Showing posts with label TV. Show all posts
Showing posts with label TV. Show all posts

July 23, 2012

Rosco Puppyman, B.D.

 So this past weekend, Mama was sick again.  It seems like she is never well. It's always something with her. I have decided that, in addition to my HOSA dog duties, I have decided I will become Rosco Puppyman, Basset Doctor.  I hold a firm belief that any aliment Mama has can be cured by me.

Rosco Puppyman, B.D. here to cure what ails you

So I carefully crawled unto Mama's sick bed.

                                               
Do you feel better now that I'm here, Mama?

                                               
How about now?

No?  Let me get closer so I can work my basset side manner.

                                               
 How's that? Feel better now?

How about now?


Now?
                                               

Let Nurse Bunsen check my technique

Here rub my cheeks and chest. That will surely make you feel better.


 In the end, Mama said my basset side manner did not make her cold go away (and she said I was squishing her).  I think Mama isn't curable. It's time to send her to Dr. House from T.V.. He can fix everything!


July 29, 2011

Famous Basset Hound Friday #26

Well it's been another hot week!
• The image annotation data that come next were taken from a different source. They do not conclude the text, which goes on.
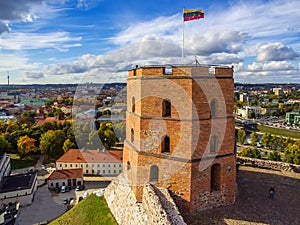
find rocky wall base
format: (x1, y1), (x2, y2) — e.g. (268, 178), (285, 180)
(104, 174), (186, 225)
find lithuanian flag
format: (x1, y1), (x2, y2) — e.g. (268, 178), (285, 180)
(183, 9), (204, 21)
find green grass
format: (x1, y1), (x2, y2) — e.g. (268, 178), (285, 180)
(257, 125), (300, 138)
(49, 194), (118, 225)
(7, 153), (39, 170)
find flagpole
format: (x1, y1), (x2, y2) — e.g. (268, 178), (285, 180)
(181, 8), (184, 64)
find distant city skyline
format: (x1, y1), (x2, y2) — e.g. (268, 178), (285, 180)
(0, 0), (300, 85)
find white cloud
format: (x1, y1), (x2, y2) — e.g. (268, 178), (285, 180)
(0, 31), (81, 51)
(0, 0), (45, 35)
(257, 42), (299, 62)
(248, 61), (297, 72)
(21, 71), (44, 80)
(0, 51), (40, 72)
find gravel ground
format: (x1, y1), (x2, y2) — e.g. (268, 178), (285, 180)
(185, 166), (300, 225)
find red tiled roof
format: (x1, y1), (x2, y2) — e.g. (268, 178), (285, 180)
(56, 149), (123, 163)
(81, 150), (123, 163)
(47, 168), (83, 180)
(56, 149), (86, 163)
(36, 117), (66, 126)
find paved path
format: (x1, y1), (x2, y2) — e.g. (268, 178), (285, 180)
(16, 186), (67, 225)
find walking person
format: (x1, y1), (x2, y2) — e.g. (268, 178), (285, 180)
(269, 186), (275, 199)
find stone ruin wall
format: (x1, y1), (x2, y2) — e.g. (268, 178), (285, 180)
(104, 174), (186, 225)
(237, 156), (300, 173)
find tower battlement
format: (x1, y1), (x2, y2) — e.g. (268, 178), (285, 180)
(128, 65), (233, 78)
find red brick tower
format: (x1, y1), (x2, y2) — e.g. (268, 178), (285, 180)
(123, 66), (236, 213)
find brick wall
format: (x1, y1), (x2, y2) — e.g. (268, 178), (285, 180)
(123, 66), (236, 213)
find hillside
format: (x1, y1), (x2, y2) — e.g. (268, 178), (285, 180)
(49, 194), (117, 225)
(185, 166), (300, 225)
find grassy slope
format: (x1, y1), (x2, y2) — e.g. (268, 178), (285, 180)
(49, 194), (117, 225)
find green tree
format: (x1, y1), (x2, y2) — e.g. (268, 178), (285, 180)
(284, 140), (300, 165)
(261, 133), (273, 148)
(0, 135), (9, 153)
(98, 122), (118, 149)
(239, 148), (261, 159)
(63, 139), (76, 152)
(238, 130), (246, 145)
(40, 130), (65, 159)
(268, 150), (281, 161)
(250, 132), (259, 146)
(17, 135), (38, 155)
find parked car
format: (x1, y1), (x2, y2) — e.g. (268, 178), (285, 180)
(75, 185), (84, 191)
(83, 192), (89, 198)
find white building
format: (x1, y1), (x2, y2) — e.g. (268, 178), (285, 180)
(47, 168), (83, 189)
(0, 153), (37, 207)
(56, 149), (123, 176)
(0, 172), (37, 206)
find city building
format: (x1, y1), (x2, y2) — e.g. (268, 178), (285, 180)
(0, 172), (37, 206)
(56, 149), (123, 176)
(273, 88), (283, 96)
(47, 168), (83, 189)
(237, 106), (264, 119)
(0, 152), (11, 183)
(123, 66), (236, 214)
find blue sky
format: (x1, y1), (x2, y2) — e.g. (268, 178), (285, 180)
(0, 0), (300, 84)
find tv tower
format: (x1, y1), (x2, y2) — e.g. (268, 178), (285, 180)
(7, 72), (9, 87)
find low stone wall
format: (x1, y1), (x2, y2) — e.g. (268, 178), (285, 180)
(104, 174), (186, 225)
(237, 156), (300, 173)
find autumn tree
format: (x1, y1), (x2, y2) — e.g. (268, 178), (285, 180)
(250, 132), (259, 146)
(238, 130), (246, 145)
(239, 148), (261, 159)
(0, 135), (9, 153)
(63, 139), (76, 152)
(284, 140), (300, 165)
(40, 130), (65, 159)
(17, 135), (38, 155)
(268, 150), (281, 161)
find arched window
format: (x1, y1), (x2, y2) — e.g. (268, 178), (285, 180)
(161, 136), (170, 152)
(162, 99), (171, 117)
(209, 135), (218, 153)
(130, 128), (134, 143)
(127, 161), (131, 170)
(131, 96), (135, 112)
(150, 165), (158, 182)
(210, 99), (218, 118)
(210, 164), (221, 191)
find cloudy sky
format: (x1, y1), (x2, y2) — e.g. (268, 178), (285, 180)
(0, 0), (300, 84)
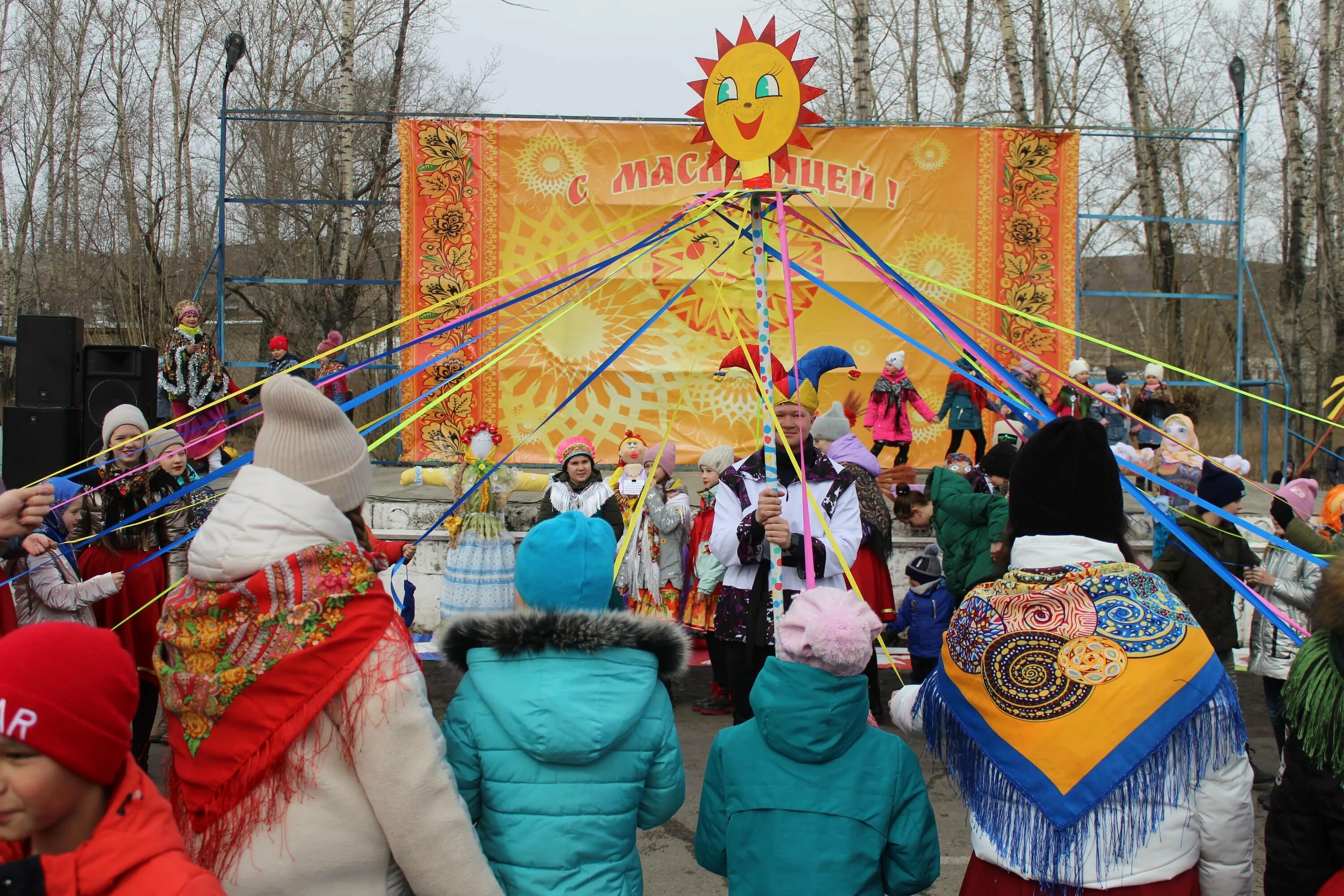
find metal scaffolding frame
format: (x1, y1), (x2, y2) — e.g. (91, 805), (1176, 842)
(196, 97), (1279, 477)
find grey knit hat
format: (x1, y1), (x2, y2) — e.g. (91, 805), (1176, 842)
(102, 405), (149, 448)
(812, 402), (849, 442)
(145, 427), (187, 461)
(253, 376), (374, 513)
(700, 445), (732, 473)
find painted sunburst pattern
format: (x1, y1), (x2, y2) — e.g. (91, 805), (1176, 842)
(652, 215), (825, 343)
(513, 133), (583, 196)
(896, 233), (976, 305)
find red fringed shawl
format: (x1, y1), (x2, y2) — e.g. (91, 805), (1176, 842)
(155, 544), (411, 873)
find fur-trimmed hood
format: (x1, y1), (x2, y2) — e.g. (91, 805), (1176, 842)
(442, 610), (688, 766)
(439, 610), (691, 680)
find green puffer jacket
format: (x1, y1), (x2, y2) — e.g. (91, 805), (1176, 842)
(444, 610), (689, 896)
(695, 657), (939, 896)
(925, 466), (1008, 600)
(1153, 516), (1262, 653)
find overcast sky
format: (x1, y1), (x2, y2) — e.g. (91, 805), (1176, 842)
(435, 0), (762, 117)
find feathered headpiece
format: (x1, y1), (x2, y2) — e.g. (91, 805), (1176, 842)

I swear, sometimes I wish I didn't have so much black fur. Layla is more white than either me or Breezy, and she doesn't get nearly as hot as we do. Which leads me to our newest famous basset hound.

May I present to you Mr. Paul Newman, the One in a Million basset hound. He is all white (with a few brown spots) and he has a lot of tricks he knows how to do. He has even been on TV shows before and he gives all his money to basset rescue charities.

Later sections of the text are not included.